The approach I use is to disable vCenter Server protection of NSX Controller VMs. Find their MoRefIDs (for example with vCenter Managed Object Browser) and then delete respective records from vCenter Server VPX_DISABLED_METHODS table. Afer a restart of vCenter service the VMs are no longer protected and you can simply edit their settings in vSphere Client.

Disclaimer: this is unsupported and should not be done in production environments.

VCIX-NV Exam Experience

VCIX-NVAfter passing my VCP-NV – the entry level certification for VMware NSX network virtualization technology as soon as it was available I scheduled its advanced exam called VMware Certified Implementation Expert. While there is Expert in the name it should not be confused with VCDX (VMware Certified Design Expert) which is the next level certification. The VCIX is actually more similar to the vSphere or Cloud VCAP Administration exams (VCAP-DCA or VCAP-CIA). Although the exam was announced in October I had to wait till end of November to take it with one test center asking me to reschedule it elsewhere.

The exam concept is very similar to other VCAP Administration exams – cca 4 hours of lab tasks which are usually related to each other. The lab is a nested virtual environment hosted most likely somewhere in west coast USA. You are accessing it remotely while using small test center 4:3 low resolution monitor through a test app that switches screens between the questions and RDP jump box. The awkwardness of switching between questions and the environment (copy paste is not working) together with high latency that makes VM consoles screens redraw line by line (I had to make them smaller to actually see ping results in real time) and PDF manual reading impossible, all that makes the test experience very hard. vSphere Web Client slowness and browser crashes did not help either.

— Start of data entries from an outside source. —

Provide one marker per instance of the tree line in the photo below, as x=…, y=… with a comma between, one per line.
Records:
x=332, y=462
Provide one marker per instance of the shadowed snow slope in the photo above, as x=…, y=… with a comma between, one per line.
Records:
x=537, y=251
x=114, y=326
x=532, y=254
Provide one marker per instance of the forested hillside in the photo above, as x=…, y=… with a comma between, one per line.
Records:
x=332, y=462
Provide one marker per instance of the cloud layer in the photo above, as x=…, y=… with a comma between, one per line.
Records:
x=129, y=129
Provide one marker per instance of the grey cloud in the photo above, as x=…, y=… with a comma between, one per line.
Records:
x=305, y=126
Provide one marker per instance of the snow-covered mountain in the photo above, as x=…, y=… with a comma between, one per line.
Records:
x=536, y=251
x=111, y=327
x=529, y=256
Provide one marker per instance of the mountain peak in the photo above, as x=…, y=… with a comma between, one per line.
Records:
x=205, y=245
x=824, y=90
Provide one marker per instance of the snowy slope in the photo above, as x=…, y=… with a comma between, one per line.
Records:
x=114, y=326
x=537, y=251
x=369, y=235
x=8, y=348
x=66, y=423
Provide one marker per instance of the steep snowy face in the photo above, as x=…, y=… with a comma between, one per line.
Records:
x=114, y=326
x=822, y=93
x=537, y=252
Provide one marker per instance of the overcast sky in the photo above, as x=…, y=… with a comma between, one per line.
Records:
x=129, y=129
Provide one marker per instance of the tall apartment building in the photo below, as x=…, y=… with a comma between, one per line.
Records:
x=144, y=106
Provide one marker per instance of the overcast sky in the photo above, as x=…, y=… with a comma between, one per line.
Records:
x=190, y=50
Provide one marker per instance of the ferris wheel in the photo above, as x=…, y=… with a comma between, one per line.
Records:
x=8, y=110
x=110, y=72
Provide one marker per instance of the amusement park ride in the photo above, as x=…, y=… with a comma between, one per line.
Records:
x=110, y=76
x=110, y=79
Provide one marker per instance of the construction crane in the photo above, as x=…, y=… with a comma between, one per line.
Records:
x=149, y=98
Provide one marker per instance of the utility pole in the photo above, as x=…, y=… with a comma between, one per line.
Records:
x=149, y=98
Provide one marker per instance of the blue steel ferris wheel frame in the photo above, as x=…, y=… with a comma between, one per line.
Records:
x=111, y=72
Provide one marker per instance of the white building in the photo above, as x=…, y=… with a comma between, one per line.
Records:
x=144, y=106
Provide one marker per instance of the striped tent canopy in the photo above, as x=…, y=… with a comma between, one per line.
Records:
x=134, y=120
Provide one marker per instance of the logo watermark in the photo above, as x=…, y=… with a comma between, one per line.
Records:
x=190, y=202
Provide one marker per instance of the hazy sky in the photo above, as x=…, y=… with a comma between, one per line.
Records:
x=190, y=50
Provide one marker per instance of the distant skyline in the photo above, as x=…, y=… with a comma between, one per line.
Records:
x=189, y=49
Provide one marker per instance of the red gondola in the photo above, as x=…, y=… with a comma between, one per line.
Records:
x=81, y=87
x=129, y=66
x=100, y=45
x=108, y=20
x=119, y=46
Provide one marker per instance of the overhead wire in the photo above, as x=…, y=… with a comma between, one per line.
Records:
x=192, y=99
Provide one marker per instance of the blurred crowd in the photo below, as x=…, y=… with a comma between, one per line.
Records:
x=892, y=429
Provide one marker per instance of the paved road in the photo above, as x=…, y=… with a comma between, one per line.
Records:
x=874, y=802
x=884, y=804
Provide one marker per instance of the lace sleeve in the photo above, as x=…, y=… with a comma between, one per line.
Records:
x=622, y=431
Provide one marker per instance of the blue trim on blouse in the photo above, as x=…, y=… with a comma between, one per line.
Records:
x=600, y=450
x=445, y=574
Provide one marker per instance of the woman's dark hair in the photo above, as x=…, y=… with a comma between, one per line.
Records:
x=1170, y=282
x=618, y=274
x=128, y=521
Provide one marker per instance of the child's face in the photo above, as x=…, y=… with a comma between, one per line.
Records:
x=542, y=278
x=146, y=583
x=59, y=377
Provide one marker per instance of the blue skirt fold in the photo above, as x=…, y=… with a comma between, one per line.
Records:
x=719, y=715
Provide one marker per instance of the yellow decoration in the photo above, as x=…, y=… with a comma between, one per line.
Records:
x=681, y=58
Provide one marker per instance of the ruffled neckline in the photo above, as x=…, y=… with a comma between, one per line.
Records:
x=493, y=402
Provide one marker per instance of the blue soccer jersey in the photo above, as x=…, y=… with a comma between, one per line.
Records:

I also had issues understanding some of the questions – I provided feedback through the test tool (bad idea – you will loose precious time) and internally at VMware so I hope that will get fixed in the future.

On the other hand the tasks that you should be implementing or troubleshooting were actually a lot of fun. If I would do those in my lab they would not be that hard but I must admit that I ran out of time, did skip 2 tasks and did not solve 2 troubleshooting ones. As there is altogether about 17 questions I was not sure if I passed but today (after 1 week of waiting) I received email with a passing score.

So what about preparation? I would recommend going through the Hands on Lab or the NSX Install Configure Manage labs as those are very similar to the testing lab. For the troubleshooting I would propose building your own lab from scratch and redoing all the lab tasks from ICM course – this will provide experience of quickly finding the touch points to check when something is not working (emphasis on quick as there will not be enough time to read manual and experiment in the actual exam). Work through all the chapters mentioned in the blueprint. The exam covers most of them.

Good luck!

VCD-SP 5.6 Upgradability

Just a short post.

vCloud Director 5.6.3 – the first release solely for service providers was released on Tuesday. There is however no upgrade path from vCloud Director 5.5.2 which was released a month ago. So if you are a service provider do not upgrade to 5.5.2 unless you want to wait for the next VCD-SP release which will support the upgrade.